ARTICLE | doi:10.20944/preprints202102.0404.v1
Subject: Mathematics & Computer Science, Algebra & Number Theory Keywords: Darknet; Traffic Analysis; Network Management; Malicious Intent Detection; Weight Agnostic Neural Networks; Real-Time Forensics; Shapley Value; Power Predicting Score
Online: 18 February 2021 (09:56:34 CET)
Attackers are perpetually modifying their tactics to avoid detection and frequently leverage legitimate credentials with trusted tools already deployed in a network environment, making it difficult for organizations to proactively identify critical security risks. Network traffic analysis products have emerged in response to attackers’ relentless innovation, offering organizations a realistic path forward for combatting creative attackers. Additionally, thanks to the widespread adoption of cloud computing, Device Operators (DevOps) processes, and the Internet of Things (IoT), maintaining effective network visibility has become a highly complex and overwhelming process. What makes network traffic analysis technology particularly meaningful is its ability to combine its core capabilities to deliver malicious intent detection. In this paper, we propose a novel darknet traffic analysis and network management framework to real-time automating the malicious intent detection process, using a weight agnostic neural networks architecture.

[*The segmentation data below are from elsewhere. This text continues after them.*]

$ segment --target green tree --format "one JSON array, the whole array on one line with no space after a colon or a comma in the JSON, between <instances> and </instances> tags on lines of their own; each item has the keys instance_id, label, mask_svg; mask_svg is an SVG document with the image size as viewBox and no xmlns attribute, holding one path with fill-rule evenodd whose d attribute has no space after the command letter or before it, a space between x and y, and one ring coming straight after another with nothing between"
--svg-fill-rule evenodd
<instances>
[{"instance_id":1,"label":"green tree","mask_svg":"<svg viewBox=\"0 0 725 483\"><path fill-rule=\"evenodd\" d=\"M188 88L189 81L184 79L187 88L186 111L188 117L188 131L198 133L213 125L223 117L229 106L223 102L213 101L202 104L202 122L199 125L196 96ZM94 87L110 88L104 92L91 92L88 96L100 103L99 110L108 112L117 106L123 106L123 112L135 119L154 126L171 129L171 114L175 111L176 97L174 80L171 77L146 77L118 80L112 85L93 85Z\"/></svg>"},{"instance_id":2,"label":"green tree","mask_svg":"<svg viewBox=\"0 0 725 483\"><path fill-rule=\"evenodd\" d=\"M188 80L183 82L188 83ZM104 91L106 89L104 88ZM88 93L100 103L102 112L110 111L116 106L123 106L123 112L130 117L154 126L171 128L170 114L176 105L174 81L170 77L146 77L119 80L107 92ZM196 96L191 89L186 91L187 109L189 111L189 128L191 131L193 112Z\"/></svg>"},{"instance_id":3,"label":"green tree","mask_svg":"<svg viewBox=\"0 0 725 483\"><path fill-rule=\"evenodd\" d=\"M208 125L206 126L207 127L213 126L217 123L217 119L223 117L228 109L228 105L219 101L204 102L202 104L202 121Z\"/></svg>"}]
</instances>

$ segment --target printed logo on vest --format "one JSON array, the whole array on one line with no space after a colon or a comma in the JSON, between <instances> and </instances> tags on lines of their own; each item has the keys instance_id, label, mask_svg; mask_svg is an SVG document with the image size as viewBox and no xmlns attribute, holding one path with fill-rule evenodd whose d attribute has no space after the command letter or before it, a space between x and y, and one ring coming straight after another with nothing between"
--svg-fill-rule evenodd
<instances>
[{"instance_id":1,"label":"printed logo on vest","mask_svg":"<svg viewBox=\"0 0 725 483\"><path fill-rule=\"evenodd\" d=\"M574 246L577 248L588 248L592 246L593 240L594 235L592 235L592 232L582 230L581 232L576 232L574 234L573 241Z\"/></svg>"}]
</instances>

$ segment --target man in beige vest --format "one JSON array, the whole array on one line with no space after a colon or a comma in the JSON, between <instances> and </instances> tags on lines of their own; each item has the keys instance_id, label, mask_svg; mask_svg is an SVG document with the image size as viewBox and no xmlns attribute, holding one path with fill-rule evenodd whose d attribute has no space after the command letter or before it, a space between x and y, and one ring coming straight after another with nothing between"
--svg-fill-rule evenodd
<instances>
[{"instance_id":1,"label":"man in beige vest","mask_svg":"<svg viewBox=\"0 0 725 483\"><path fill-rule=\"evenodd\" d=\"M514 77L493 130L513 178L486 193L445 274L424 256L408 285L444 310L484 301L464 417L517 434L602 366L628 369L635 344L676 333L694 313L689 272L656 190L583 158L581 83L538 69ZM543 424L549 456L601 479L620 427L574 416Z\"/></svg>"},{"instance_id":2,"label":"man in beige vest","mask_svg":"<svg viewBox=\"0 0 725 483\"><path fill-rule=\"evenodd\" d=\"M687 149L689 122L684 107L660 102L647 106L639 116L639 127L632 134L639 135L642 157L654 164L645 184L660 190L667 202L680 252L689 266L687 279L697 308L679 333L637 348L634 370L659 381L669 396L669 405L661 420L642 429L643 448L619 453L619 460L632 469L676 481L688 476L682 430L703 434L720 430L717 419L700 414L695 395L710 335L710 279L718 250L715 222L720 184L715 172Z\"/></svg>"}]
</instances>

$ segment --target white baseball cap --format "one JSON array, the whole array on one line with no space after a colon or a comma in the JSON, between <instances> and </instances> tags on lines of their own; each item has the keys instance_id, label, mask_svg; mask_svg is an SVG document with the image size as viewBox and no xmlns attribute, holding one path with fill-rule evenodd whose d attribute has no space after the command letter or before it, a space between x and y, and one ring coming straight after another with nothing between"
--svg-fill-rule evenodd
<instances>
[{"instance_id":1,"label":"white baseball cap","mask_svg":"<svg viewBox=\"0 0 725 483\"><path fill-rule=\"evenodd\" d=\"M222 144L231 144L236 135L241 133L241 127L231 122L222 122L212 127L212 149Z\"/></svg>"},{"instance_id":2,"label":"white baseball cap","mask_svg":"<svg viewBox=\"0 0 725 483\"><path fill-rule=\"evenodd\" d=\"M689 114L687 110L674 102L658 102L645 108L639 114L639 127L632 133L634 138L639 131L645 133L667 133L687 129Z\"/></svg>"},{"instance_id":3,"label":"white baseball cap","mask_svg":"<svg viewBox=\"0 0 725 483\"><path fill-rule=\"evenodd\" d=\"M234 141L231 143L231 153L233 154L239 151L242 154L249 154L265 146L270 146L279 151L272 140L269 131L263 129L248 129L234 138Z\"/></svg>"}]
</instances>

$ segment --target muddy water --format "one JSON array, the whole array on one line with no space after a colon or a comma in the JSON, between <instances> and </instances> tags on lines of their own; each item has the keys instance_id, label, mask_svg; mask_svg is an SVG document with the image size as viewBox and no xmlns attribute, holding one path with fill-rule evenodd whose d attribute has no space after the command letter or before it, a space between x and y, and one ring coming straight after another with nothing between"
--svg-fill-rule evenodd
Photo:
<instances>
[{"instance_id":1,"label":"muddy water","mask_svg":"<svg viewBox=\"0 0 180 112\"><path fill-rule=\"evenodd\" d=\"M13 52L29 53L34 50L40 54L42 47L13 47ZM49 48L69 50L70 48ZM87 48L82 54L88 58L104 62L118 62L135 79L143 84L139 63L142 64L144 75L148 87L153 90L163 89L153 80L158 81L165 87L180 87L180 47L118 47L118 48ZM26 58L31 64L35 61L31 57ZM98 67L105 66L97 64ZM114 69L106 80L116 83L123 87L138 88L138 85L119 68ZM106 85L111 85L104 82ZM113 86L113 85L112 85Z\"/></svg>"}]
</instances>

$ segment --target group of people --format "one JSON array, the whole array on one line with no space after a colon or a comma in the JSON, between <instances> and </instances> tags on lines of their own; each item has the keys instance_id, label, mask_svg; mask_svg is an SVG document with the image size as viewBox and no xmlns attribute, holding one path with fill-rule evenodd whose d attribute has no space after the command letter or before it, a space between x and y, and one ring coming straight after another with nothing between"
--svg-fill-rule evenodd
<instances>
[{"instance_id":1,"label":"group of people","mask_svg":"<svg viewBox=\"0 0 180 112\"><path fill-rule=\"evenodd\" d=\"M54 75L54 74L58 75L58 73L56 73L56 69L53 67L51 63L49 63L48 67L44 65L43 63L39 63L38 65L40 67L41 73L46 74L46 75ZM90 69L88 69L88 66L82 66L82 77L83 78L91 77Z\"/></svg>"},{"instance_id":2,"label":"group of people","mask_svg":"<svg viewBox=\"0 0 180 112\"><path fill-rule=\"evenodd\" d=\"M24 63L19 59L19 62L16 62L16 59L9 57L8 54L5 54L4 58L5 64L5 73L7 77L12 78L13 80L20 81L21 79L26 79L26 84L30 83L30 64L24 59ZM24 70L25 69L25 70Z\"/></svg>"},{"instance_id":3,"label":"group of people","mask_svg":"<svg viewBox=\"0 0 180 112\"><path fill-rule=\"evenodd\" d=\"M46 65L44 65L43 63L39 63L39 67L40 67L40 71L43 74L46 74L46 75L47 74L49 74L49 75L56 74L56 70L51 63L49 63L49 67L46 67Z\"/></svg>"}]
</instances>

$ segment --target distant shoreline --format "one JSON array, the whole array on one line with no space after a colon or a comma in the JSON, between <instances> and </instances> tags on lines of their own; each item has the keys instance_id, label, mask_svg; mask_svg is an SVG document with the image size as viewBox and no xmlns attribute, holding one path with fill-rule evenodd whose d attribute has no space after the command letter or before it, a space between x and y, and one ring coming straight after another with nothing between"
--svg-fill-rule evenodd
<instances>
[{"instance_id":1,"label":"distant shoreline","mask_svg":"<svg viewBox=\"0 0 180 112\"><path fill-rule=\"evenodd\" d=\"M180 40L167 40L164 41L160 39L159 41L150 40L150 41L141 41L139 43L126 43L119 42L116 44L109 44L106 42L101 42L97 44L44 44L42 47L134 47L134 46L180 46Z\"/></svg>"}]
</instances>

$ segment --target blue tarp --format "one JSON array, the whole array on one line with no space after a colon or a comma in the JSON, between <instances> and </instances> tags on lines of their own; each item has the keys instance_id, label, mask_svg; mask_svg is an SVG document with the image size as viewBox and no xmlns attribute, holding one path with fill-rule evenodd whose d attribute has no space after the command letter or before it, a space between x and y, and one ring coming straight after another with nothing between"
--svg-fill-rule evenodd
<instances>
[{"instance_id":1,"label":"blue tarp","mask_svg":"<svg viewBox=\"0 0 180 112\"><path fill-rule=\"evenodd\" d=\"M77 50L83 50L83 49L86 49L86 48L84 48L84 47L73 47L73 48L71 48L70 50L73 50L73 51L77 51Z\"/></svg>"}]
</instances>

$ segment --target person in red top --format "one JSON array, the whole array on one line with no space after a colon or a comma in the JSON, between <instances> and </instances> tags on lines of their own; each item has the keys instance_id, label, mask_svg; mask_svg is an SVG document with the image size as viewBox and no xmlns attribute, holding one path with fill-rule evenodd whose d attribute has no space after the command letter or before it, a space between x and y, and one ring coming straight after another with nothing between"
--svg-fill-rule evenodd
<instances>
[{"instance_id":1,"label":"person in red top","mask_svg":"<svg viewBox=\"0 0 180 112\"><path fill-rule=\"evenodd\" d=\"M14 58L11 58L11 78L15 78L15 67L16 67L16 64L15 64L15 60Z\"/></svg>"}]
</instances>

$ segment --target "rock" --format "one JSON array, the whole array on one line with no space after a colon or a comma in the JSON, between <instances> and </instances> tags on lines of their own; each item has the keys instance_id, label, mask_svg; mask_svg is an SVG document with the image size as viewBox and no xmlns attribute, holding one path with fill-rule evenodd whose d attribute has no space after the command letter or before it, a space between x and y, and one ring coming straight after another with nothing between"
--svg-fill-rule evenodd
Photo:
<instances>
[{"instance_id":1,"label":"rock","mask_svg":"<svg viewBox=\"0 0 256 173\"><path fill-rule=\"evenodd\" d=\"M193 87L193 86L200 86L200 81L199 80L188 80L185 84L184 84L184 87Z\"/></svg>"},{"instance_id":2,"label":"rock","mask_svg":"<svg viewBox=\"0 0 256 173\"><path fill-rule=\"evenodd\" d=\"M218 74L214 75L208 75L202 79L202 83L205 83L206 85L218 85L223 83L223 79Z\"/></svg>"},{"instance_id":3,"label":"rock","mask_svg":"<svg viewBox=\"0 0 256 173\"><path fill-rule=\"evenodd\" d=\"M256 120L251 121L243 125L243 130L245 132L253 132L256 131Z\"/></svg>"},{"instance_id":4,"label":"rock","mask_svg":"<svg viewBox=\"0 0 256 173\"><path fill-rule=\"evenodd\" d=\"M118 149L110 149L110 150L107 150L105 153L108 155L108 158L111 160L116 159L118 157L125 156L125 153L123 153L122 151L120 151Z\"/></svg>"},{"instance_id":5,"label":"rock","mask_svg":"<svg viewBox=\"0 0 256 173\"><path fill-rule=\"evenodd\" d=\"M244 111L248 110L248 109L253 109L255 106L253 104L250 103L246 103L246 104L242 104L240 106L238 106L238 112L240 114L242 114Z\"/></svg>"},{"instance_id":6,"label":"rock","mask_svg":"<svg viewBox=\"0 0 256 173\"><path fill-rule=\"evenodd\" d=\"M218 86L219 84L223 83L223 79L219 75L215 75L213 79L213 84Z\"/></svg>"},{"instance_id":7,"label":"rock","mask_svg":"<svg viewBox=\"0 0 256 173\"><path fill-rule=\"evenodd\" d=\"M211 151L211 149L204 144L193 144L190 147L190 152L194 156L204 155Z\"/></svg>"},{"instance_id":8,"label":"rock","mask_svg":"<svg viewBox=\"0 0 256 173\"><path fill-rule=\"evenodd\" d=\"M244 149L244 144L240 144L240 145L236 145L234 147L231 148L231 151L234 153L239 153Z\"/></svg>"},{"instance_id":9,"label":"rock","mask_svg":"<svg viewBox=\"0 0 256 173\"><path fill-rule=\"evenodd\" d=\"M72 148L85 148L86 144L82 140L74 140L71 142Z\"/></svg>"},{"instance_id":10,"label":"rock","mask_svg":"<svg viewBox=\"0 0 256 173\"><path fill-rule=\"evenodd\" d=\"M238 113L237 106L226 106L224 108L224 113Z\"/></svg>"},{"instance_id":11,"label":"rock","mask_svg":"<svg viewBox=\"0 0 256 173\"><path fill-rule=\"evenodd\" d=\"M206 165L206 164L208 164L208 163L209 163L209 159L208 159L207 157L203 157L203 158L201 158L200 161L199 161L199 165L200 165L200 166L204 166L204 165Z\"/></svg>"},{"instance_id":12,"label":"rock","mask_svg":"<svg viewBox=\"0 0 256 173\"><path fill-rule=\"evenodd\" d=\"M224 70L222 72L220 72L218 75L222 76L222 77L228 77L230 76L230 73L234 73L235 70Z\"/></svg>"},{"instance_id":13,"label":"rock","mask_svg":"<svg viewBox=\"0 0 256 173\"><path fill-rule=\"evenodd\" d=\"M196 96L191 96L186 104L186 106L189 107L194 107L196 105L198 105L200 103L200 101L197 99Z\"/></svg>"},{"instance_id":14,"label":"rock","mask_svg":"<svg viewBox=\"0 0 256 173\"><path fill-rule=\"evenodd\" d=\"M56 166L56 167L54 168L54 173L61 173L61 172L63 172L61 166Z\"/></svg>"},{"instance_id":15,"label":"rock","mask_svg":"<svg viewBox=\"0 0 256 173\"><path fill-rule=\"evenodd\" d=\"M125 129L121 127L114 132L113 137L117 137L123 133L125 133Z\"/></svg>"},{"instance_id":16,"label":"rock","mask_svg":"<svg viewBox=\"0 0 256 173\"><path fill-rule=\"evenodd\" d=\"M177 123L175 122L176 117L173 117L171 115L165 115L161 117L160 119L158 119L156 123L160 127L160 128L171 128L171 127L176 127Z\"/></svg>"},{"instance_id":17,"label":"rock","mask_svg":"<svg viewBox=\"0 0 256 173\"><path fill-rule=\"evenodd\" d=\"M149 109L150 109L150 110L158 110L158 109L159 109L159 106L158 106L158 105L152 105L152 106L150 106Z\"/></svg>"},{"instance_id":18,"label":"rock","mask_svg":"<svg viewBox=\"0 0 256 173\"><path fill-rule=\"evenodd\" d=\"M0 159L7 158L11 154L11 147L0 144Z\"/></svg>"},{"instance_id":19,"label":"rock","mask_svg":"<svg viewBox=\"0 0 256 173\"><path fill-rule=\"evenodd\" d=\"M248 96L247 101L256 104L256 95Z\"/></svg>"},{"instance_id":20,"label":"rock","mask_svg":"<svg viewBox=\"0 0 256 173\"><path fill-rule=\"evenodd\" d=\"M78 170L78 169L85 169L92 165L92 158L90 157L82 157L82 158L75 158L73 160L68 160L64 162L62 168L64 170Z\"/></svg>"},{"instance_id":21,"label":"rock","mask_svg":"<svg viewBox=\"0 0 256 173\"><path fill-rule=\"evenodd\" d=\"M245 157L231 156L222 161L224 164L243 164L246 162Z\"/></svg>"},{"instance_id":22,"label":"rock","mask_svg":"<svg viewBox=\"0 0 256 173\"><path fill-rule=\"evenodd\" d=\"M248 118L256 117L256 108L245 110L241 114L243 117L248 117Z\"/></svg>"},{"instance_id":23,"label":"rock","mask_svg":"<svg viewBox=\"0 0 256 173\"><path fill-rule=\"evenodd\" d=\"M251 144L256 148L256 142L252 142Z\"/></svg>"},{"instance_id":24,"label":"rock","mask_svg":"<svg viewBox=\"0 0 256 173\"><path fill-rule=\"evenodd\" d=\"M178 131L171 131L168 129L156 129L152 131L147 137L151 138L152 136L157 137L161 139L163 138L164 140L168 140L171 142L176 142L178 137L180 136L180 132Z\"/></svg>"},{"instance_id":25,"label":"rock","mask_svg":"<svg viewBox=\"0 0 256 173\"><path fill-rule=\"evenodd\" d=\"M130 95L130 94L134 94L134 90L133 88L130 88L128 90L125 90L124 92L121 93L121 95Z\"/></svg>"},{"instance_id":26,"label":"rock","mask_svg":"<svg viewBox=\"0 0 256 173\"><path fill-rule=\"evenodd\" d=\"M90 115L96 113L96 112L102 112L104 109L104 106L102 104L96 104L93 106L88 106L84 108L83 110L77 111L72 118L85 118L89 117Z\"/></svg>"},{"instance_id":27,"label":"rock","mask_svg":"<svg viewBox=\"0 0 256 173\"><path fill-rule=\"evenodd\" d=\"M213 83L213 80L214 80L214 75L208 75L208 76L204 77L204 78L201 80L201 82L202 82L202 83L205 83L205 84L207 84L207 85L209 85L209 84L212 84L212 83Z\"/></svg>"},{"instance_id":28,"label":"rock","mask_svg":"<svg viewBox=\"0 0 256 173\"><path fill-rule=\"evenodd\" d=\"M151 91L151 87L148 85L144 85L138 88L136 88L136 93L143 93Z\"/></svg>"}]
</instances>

It is an effective and accurate computational intelligent forensics tool for network traffic analysis, the demystification of malware traffic, and encrypted traffic identification in real-time. Based on Weight Agnostic Neural Networks (WANNs) methodology, we propose an automated searching neural net architectures strategy that can perform various tasks such as identify zero-day attacks. By automating the malicious intent detection process from the darknet, the advanced proposed solution is reducing the skills and effort barrier that prevents many organizations from effectively protecting their most critical assets.